Durante su estancia en la conflictiva España, nuestro literato se percató de lo perjudicial que ya era el estalinismo. Aun cuando el bando de los republicanos estaba compuesto por izquierdistas, los partidarios del camarada rojo imponían sus normas e infligían castigos. No querían que nadie tuviera independencia de pensar o actuar; sin salvedades, todos debían someterse a sus determinaciones. Eso, que fue criticado por George Orwell en Homenaje a Cataluña, generó animosidad en Octavio Paz. Los años le serían útiles para consolidar su repulsión a la dictadura soviética. Por cierto, él fue uno de los escritores que, sin cobardía, censuró las prácticas totalitarias del comunismo en Rusia. Son cuantiosas las hojas que consagró a la exposición de tales abominaciones. Jamás le interesó complacer a los otros socialistas que, como sea, evitaban cualquier autocrítica para no facilitar las refutaciones del capitalismo. Tenía mayor importancia preocuparse por los individuos que, bajo la excusa de construir el paraíso igualitario, eran constreñidos a ser siervos. Esto no significaba relegar el marxismo, que hallaba todavía rescatable; sin embargo, la fascinación por la ideología justificaba su moderación. Los desastres del colectivismo, así como sus carnicerías, le harían pensar luego que el liberalismo democrático era el mejor modo civilizado de convivencia.

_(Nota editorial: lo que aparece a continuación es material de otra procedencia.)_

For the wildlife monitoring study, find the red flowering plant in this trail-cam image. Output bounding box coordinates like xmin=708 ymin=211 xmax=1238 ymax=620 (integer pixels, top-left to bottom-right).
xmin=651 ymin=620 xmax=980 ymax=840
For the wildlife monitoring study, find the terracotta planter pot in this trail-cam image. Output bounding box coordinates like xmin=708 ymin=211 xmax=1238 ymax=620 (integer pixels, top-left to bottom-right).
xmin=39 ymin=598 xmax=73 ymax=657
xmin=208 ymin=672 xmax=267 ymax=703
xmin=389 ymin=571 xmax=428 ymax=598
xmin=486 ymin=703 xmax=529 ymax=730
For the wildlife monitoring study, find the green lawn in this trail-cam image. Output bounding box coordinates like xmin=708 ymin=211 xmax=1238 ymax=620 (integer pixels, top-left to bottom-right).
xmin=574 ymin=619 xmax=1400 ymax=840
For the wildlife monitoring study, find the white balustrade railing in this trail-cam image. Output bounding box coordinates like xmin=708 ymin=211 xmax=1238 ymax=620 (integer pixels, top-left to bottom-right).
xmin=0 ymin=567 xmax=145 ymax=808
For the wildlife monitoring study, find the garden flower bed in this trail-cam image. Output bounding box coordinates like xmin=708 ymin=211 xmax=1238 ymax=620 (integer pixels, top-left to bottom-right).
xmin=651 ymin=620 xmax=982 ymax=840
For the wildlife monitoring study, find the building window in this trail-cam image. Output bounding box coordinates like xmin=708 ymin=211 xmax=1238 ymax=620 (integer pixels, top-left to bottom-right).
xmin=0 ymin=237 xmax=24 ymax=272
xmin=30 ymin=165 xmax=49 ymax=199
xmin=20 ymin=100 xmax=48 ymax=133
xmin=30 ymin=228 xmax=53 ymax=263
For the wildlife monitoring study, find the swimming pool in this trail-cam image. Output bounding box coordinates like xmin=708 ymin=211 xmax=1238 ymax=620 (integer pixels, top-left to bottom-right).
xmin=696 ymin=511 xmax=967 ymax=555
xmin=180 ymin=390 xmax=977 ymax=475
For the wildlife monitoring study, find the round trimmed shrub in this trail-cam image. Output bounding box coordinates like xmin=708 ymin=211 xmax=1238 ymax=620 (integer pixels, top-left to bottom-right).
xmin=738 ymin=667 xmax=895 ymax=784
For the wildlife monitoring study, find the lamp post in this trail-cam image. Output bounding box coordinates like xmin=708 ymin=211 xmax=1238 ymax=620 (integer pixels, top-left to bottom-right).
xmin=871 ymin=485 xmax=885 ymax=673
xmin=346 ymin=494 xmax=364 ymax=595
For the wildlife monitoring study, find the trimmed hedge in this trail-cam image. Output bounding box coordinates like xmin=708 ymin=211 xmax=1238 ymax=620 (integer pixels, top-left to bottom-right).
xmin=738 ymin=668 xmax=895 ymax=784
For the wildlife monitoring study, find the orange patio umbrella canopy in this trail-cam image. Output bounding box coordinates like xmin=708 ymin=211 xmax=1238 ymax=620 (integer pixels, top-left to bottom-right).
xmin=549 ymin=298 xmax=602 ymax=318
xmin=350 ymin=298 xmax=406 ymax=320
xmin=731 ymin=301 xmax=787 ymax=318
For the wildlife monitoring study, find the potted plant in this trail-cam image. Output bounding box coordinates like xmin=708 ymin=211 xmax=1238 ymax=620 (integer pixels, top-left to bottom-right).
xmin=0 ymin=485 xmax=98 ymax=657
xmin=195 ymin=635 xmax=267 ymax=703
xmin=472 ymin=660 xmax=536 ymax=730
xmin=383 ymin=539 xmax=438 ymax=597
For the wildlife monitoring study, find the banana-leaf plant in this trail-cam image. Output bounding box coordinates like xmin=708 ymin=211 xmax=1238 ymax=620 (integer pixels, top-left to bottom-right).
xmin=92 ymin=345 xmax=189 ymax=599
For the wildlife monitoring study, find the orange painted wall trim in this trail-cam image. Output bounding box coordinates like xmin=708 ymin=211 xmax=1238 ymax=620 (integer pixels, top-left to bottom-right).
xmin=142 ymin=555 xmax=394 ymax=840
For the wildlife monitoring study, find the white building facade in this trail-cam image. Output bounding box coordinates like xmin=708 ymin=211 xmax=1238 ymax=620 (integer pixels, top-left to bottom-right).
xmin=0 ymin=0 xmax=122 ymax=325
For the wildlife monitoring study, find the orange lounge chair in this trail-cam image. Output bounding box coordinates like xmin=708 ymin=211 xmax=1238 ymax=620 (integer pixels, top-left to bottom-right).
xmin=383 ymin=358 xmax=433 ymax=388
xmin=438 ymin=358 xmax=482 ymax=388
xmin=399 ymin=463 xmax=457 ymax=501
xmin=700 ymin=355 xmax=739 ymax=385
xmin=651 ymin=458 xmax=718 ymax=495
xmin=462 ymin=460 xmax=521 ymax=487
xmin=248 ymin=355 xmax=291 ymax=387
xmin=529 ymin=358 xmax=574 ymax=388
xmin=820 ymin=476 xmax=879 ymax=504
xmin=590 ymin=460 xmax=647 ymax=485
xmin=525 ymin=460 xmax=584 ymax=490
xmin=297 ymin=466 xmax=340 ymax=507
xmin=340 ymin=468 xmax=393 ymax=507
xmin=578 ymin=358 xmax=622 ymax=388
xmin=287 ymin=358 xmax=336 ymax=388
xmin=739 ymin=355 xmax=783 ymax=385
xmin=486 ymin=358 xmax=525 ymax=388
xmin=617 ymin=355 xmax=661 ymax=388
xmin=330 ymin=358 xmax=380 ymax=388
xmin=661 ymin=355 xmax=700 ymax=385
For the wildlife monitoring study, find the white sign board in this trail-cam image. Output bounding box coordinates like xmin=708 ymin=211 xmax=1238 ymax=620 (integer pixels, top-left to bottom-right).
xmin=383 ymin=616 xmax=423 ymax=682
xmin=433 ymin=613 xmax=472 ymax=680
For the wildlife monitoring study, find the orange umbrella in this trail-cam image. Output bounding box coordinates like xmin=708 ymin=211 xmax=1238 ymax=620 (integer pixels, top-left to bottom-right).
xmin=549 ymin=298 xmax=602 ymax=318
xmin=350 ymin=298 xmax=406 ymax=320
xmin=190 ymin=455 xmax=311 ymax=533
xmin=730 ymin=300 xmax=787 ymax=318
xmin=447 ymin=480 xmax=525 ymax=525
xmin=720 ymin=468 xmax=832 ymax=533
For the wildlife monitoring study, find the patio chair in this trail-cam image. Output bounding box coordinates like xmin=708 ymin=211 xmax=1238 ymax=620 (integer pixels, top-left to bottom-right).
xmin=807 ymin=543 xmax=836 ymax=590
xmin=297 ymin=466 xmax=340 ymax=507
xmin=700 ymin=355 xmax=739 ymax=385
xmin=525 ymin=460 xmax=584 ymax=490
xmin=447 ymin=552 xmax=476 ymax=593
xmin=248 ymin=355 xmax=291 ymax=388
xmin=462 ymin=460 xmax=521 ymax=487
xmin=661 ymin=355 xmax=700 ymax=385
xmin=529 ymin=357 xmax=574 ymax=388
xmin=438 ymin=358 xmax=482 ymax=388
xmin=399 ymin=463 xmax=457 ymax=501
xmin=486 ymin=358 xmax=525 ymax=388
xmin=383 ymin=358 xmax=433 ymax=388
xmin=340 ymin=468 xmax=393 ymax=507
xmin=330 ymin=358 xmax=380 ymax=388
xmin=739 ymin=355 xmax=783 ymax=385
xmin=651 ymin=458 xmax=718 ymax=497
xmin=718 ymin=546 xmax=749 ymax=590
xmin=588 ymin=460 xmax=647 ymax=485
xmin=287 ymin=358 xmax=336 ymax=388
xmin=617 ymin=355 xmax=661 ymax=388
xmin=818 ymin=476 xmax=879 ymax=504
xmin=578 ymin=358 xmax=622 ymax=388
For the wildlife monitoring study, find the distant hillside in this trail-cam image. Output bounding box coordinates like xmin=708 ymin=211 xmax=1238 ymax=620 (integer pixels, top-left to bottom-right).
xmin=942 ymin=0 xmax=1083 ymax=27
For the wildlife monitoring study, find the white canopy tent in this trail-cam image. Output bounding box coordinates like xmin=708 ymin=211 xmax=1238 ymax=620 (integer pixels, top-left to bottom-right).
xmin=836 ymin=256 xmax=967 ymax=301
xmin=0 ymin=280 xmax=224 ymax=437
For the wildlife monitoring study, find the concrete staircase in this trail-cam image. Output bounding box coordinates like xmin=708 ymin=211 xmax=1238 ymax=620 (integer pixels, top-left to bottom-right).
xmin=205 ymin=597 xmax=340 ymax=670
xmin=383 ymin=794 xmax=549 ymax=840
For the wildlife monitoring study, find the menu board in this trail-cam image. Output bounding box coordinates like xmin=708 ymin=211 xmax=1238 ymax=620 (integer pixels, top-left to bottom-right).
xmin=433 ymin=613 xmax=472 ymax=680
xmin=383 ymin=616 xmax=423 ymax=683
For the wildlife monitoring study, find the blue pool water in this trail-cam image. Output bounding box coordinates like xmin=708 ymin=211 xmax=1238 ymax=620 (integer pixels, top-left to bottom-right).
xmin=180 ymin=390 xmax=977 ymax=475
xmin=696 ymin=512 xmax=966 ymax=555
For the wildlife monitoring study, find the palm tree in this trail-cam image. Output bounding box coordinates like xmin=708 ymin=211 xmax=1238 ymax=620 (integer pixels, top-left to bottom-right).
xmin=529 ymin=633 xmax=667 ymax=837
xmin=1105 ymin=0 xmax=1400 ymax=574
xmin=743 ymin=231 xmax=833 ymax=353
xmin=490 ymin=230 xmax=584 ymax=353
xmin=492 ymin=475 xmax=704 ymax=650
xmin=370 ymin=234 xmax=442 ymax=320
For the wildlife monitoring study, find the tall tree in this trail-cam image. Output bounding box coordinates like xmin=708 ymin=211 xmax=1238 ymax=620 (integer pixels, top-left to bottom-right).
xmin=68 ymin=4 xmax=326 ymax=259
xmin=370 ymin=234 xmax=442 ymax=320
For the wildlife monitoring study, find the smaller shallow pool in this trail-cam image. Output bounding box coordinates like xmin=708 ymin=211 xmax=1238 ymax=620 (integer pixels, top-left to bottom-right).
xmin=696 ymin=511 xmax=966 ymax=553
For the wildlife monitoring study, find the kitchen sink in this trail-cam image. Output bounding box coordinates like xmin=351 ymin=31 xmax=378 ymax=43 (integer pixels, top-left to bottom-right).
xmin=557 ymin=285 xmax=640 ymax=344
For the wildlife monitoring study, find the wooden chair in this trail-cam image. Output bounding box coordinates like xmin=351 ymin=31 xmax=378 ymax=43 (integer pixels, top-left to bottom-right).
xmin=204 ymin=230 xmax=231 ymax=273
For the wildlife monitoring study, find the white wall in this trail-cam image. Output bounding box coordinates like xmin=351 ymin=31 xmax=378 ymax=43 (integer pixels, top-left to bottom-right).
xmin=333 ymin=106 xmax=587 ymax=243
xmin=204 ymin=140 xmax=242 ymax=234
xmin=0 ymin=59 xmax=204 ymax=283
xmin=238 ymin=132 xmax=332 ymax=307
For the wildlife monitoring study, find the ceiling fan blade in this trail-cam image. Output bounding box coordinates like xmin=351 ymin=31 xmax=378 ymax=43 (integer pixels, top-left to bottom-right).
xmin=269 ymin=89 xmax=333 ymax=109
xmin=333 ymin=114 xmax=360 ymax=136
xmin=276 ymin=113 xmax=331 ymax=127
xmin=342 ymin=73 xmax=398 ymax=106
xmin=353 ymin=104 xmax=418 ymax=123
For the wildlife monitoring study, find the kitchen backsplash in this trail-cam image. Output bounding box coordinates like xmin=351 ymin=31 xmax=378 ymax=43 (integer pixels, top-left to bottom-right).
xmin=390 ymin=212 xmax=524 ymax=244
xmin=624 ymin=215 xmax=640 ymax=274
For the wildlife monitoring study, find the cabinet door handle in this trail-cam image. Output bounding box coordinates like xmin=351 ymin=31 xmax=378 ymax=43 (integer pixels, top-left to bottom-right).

La justicia fue un valor importante para el nobel de Literatura del año 1990. Las desigualdades lacerantes entre los miembros de una sociedad no le parecían aceptables. El legado de su estirpe lo llevaba también a luchar por los sujetos menos favorecidos. Mas esta misión no la cumplió como un vulgar y descerebrado militante de un partido. Las doctrinas pueden orientarnos en la busca de mejores situaciones; empero, es menester oponerse a su endiosamiento. Esto lo diferenció de muchos intelectuales que, en lugar de pensar con libertad, prefirieron el fanatismo, la radicalidad absurda, los sectarismos. Su relación fue particularmente difícil, hasta feroz, con los apóstoles de la izquierda latinoamericana, esa gente que, desde hace tiempo, repite las mismas sandeces. Les exigía que reflexionaran con seriedad, realizaran propuestas capaces de ayudar al saneamiento del Estado y la sociedad. Era en vano. Como pasó con Neruda, trovador de Stalin, la tozudez no cedía espacio para reconsiderar posiciones ideológicas. Su catecismo no sufrirá cambios ni cuando caigan nuevos muros. Las críticas que le hicieron no pusieron en duda su lucidez; tampoco, por supuesto, socavaron la credibilidad moral de Paz. Es deseable que la obra de un hombre soberano y genial como él nos provoque siempre. Para molestia de sus atacantes, espero que así sea.